In the legislature, the Tories again grilled the NDP government over the proposed July 1 tax hike -- as well as a 3.5 per cent Hydro rate increase that takes effect on Wednesday.
The Conservatives repeatedly challenged rulings by house Speaker Daryl Reid, causing the division bells to ring for an hour at a time while members were called to the chamber for recorded votes.
Opposition house leader Kelvin Goertzen (Steinbach) said during one of the delays his party wants to put the brakes on house business to give the public more time to mobilize against Bill 20.
"People need to have an opportunity to change the government's mind.
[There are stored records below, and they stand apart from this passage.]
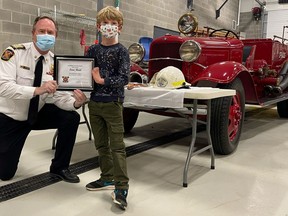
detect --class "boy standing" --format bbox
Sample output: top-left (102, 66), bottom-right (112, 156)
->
top-left (85, 6), bottom-right (130, 210)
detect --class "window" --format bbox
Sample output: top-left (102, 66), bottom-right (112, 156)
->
top-left (279, 0), bottom-right (288, 3)
top-left (153, 26), bottom-right (179, 39)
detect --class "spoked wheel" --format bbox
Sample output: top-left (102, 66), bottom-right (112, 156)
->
top-left (211, 78), bottom-right (245, 155)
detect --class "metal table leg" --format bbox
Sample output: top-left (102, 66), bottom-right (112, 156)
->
top-left (81, 102), bottom-right (92, 140)
top-left (183, 99), bottom-right (198, 187)
top-left (182, 99), bottom-right (215, 187)
top-left (51, 102), bottom-right (92, 149)
top-left (206, 100), bottom-right (215, 170)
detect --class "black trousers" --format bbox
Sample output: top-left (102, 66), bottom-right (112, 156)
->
top-left (0, 104), bottom-right (80, 181)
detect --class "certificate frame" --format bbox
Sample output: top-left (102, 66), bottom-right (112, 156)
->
top-left (54, 55), bottom-right (95, 91)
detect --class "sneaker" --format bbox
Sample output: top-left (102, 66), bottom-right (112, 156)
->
top-left (111, 189), bottom-right (128, 210)
top-left (86, 179), bottom-right (115, 191)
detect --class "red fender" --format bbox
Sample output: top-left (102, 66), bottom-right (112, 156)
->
top-left (130, 63), bottom-right (147, 75)
top-left (193, 61), bottom-right (258, 103)
top-left (193, 61), bottom-right (248, 84)
top-left (130, 63), bottom-right (148, 83)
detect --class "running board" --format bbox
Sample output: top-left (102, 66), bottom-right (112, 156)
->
top-left (258, 92), bottom-right (288, 106)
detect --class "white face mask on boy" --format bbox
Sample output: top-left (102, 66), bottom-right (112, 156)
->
top-left (100, 24), bottom-right (118, 39)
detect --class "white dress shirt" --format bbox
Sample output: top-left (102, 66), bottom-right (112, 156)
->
top-left (0, 42), bottom-right (77, 121)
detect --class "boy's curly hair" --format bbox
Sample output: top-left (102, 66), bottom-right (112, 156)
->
top-left (97, 6), bottom-right (124, 26)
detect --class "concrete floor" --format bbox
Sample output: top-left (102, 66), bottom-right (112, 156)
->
top-left (0, 105), bottom-right (288, 216)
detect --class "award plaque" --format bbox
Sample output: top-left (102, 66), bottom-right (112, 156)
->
top-left (54, 56), bottom-right (95, 91)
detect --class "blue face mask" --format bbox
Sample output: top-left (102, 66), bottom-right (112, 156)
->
top-left (36, 34), bottom-right (56, 51)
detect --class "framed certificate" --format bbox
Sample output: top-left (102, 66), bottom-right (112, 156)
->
top-left (54, 56), bottom-right (95, 91)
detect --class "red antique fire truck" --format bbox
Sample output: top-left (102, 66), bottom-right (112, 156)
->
top-left (124, 12), bottom-right (288, 155)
We want to make sure they have every opportunity to do that," Goertzen said.
As of Monday afternoon, 143 Manitobans had already registered with the clerk of the legislature to speak on the controversial bill at the committee stage.
Earlier in the day, Winnipeg Chamber of Commerce president Dave Angus called on his organization's member companies to voice their displeasure with Bill 20 and register with the legislature clerk to speak against it. Angus also provided members with the clerk's office phone number, 204-945-3636.
In an email, Angus also urged business leaders to send letters of protest to Premier Greg Selinger.
"We would urge Manitobans to contact their local MLA and demand that the current balanced-budget law be upheld, which would ensure that no tax increase occurs without a public referendum," Angus wrote. (Bill 20 would strike down the need for that referendum.)
Angus outlined several reasons for the chamber's opposition to the proposed bill. He said the government failed to consult key stakeholders before introducing the tax hike and hasn't outlined a clear plan for how it would spend the $277 million a year it would raise. Increasing the PST to eight per cent would make Manitoba uncompetitive with jurisdictions such as Saskatchewan, which has a five per cent sales tax, Angus said. And he said the province has yet to show how the measure would solve the mounting infrastructure deficit municipalities face.
A rally against the Manitoba government's plan to raise the provincial sales tax is scheduled for Thursday at 6 p.m. at the legislative building. The rally is sponsored by the Canadian Federation of Independent Business, the Canadian Taxpayers Federation and the Canadian Restaurant and Foodservices Association.